Cela démontre l'attitude cavalière de la Régie de santé de l'Est envers les droits de nos citoyens parmi les plus vulnérables.

Une citation de : Ches Crosbie, avocat

Maître Crosbie souligne qu'un juge a invalidé une OTMC envers Marc Arsenault en septembre 2015, en partie dit-il parce que le psychiatre qui l'a évalué n'a pas fourni suffisamment d'informations attestant le besoin d'une telle ordonnance, comme le requiert la loi.

Une mesure qui ne fait pas l'unanimité

Les ordonnances de traitement médical communautaire visent les personnes atteintes de troubles mentaux graves. Le patient est tenu légalement de se soumettre à un traitement qui lui a été prescrit, à défaut de quoi il peut être arrêté.

Pour certaines personnes souffrant de maladie mentale, les OTMC constituent une bouée de sauvetage lorsque la psychose s'installe, selon leurs proches et les responsables en santé mentale. Mais les ordonnances figurent aussi parmi les interventions médicales les plus coercitives. Pour cette raison, les OTMC sont encadrées par des dispositions légales afin d'assurer que les droits du patient sont respectés.

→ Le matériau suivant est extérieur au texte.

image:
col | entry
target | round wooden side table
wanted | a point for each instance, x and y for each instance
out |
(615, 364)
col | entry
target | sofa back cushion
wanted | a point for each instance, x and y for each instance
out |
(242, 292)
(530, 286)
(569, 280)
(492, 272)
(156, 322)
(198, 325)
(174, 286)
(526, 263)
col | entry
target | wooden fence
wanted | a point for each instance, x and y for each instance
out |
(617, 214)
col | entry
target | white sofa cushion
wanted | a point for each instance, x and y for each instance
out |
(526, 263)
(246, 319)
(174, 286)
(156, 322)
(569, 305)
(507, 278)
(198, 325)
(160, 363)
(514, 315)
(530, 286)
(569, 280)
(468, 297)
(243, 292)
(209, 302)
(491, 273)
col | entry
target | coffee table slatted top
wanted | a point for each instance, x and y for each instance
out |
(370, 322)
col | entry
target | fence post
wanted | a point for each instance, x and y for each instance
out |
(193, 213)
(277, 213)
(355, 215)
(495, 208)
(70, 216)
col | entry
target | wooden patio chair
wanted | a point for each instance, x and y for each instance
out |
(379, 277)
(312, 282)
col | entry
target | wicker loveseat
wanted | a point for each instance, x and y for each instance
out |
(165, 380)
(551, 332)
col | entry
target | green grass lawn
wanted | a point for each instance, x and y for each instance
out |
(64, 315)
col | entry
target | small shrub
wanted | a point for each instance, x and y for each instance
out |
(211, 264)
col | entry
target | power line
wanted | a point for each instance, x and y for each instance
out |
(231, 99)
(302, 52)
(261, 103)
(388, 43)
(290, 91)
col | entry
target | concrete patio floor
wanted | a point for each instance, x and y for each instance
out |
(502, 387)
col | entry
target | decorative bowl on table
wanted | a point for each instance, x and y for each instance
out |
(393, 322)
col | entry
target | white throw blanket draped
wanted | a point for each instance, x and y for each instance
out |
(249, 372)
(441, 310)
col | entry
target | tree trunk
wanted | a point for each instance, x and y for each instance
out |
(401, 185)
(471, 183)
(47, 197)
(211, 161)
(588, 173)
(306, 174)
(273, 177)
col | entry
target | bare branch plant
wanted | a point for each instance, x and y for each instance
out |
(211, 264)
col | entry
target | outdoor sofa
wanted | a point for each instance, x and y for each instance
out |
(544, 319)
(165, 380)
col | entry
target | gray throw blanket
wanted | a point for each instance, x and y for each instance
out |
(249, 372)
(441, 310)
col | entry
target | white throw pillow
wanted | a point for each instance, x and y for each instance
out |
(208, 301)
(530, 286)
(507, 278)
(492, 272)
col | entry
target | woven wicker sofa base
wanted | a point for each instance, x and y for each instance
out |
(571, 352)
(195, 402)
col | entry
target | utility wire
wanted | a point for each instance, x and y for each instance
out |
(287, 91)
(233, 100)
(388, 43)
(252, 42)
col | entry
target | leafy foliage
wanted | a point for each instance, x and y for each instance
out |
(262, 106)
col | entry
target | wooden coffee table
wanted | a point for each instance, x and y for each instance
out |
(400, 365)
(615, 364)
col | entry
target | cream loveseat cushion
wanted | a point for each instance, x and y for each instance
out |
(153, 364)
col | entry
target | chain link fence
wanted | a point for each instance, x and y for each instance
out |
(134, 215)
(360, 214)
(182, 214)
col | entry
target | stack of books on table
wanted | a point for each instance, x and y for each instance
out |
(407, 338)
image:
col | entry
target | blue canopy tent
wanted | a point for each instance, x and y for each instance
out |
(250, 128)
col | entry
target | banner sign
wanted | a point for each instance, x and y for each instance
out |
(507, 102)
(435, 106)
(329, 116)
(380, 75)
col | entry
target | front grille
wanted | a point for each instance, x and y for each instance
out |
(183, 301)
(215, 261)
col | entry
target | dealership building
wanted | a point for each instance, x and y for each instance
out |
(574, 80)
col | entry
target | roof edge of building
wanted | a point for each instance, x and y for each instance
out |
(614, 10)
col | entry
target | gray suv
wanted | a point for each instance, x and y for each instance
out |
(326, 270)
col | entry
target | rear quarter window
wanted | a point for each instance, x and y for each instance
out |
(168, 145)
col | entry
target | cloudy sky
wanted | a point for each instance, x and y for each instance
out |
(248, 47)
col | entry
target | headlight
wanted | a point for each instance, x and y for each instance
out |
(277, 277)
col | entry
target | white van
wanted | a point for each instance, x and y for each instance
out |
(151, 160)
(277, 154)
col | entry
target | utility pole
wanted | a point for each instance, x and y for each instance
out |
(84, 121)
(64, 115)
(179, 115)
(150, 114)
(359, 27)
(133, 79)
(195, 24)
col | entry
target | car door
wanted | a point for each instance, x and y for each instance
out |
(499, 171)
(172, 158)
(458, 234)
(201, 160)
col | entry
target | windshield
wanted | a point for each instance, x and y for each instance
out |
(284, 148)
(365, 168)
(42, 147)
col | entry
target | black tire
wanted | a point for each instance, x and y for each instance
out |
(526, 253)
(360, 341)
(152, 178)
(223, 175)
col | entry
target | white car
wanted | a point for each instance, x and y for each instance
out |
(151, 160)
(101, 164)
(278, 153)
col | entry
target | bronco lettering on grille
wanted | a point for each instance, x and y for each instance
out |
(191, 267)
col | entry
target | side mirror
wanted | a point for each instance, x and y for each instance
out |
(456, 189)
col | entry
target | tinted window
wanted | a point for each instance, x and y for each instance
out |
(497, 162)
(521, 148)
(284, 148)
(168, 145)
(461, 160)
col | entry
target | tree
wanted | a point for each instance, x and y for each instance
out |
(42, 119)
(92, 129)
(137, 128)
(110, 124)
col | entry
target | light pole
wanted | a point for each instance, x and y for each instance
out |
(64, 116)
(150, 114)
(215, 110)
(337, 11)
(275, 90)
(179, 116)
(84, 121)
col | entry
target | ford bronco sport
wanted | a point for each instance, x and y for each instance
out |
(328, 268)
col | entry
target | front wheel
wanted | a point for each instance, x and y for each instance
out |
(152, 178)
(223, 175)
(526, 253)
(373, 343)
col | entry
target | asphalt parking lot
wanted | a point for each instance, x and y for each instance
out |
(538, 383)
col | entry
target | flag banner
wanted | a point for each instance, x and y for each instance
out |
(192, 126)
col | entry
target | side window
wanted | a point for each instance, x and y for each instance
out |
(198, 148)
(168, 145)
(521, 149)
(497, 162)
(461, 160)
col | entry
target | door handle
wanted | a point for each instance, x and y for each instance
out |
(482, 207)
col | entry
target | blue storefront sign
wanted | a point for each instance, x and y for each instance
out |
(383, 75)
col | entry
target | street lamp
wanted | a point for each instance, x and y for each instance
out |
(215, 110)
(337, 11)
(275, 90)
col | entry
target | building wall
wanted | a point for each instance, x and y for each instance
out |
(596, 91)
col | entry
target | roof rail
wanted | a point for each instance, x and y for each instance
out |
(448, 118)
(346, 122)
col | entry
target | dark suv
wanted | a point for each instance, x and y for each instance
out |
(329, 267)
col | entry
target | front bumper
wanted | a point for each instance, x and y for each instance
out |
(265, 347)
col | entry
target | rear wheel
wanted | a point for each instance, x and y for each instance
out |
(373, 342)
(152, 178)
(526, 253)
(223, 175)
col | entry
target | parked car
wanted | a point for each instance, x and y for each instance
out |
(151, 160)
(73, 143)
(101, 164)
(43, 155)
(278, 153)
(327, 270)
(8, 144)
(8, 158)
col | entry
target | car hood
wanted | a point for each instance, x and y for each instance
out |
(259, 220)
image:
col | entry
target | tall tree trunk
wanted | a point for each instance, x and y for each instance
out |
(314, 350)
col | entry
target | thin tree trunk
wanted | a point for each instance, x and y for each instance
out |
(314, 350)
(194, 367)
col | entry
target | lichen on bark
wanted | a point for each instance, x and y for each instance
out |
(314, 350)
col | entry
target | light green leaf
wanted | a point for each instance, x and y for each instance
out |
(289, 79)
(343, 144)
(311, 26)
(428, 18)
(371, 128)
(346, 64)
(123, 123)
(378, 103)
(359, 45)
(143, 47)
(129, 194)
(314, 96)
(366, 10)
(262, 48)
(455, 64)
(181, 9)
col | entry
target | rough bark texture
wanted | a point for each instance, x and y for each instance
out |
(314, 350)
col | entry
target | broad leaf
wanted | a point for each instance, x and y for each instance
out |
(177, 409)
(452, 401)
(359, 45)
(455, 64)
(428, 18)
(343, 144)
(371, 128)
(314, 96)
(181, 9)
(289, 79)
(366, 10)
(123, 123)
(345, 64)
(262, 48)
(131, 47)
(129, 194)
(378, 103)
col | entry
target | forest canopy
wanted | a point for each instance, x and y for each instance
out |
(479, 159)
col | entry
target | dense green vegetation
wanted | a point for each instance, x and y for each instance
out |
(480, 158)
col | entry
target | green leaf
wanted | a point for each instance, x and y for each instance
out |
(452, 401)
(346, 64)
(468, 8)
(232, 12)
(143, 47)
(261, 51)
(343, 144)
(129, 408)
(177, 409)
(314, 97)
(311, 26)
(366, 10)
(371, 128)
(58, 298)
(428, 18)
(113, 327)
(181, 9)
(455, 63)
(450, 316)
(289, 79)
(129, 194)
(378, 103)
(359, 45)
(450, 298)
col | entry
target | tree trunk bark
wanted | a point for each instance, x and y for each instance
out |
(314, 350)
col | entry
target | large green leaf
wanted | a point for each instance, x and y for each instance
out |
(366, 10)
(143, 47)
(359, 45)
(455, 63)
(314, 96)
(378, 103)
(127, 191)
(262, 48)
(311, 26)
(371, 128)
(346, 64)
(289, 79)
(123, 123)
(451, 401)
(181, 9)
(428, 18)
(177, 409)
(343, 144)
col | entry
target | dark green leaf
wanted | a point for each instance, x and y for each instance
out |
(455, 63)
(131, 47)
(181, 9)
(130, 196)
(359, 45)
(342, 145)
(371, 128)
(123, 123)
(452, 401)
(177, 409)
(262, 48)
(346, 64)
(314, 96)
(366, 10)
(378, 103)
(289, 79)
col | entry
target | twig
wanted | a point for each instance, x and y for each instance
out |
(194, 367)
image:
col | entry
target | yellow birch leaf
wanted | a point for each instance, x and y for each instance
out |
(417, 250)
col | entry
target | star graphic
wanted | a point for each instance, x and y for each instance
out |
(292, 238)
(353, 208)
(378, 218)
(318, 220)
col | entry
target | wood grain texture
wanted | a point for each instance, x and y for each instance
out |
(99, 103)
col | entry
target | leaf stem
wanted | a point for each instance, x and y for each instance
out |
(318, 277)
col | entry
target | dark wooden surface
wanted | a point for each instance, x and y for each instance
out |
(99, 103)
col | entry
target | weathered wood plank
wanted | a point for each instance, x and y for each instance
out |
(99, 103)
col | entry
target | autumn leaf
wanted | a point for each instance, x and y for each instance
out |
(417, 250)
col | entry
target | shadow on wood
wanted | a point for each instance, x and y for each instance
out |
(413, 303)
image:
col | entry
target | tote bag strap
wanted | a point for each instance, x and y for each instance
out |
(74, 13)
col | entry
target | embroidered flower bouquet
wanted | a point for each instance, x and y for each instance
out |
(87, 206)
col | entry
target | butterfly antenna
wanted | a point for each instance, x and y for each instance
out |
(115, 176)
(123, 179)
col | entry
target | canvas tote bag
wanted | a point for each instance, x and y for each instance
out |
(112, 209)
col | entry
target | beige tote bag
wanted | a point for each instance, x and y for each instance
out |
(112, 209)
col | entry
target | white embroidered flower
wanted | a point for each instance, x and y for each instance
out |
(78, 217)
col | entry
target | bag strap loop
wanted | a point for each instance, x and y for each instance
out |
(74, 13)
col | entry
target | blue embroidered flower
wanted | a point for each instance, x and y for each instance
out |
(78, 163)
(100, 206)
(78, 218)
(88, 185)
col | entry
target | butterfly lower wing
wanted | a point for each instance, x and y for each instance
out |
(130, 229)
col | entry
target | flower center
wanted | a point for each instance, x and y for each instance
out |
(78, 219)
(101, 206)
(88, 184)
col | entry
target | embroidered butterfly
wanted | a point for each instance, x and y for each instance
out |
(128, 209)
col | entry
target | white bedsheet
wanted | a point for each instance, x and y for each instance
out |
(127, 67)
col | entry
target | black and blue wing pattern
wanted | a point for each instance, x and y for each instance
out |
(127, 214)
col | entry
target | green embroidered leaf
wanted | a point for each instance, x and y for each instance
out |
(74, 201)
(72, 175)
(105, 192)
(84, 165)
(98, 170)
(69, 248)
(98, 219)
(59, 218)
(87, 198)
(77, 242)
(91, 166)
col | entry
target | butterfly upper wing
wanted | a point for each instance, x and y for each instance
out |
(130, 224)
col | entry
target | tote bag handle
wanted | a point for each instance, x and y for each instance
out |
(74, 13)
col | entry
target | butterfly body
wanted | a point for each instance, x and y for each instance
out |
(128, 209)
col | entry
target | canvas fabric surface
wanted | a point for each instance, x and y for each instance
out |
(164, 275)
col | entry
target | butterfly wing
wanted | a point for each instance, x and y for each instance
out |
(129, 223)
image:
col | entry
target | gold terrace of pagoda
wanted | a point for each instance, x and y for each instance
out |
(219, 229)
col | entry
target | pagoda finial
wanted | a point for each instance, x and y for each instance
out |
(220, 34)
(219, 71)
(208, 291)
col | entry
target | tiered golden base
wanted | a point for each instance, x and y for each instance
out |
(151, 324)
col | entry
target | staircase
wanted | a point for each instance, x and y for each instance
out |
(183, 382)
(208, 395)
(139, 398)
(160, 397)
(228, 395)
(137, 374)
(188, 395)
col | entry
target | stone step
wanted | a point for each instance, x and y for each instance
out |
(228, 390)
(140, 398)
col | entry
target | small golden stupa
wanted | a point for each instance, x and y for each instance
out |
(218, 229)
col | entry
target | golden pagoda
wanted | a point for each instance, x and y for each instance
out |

Dans certaines régions du Canada, ces ordonnances suscitent une grande inquiétude, parce qu'elles peuvent mener à des abus. En Ontario, leur nombre a connu une forte hausse ces dernières années.

Pas encore de réponse de la régie

La Régie de santé de l'Est à Terre-Neuve-et-Labrador n'a pas encore répondu à la poursuite. Mais dans une déclaration publiée par courriel, l'autorité indique que toute inquiétude concernant les ordonnances de traitement en milieu communautaire est prise très au sérieux. « Les OTMC sont administrés dans le respect de la loi provinciale », précise-t-on.

En mars dernier, le gouvernement provincial a reconnu avoir été informé de l'existence de 13 cas de patients soumis à des OTMC sans avoir renseignés quant à leurs droits. Le ministre de la Santé à l'époque, John Haggie, avait affirmé que les autorités avaient communiqué avec ces personnes pour les informer et s'assurer que leurs traitements ne sont pas affectés.

En date de la mi-décembre, 13 ordonnances étaient en vigueur dans la province.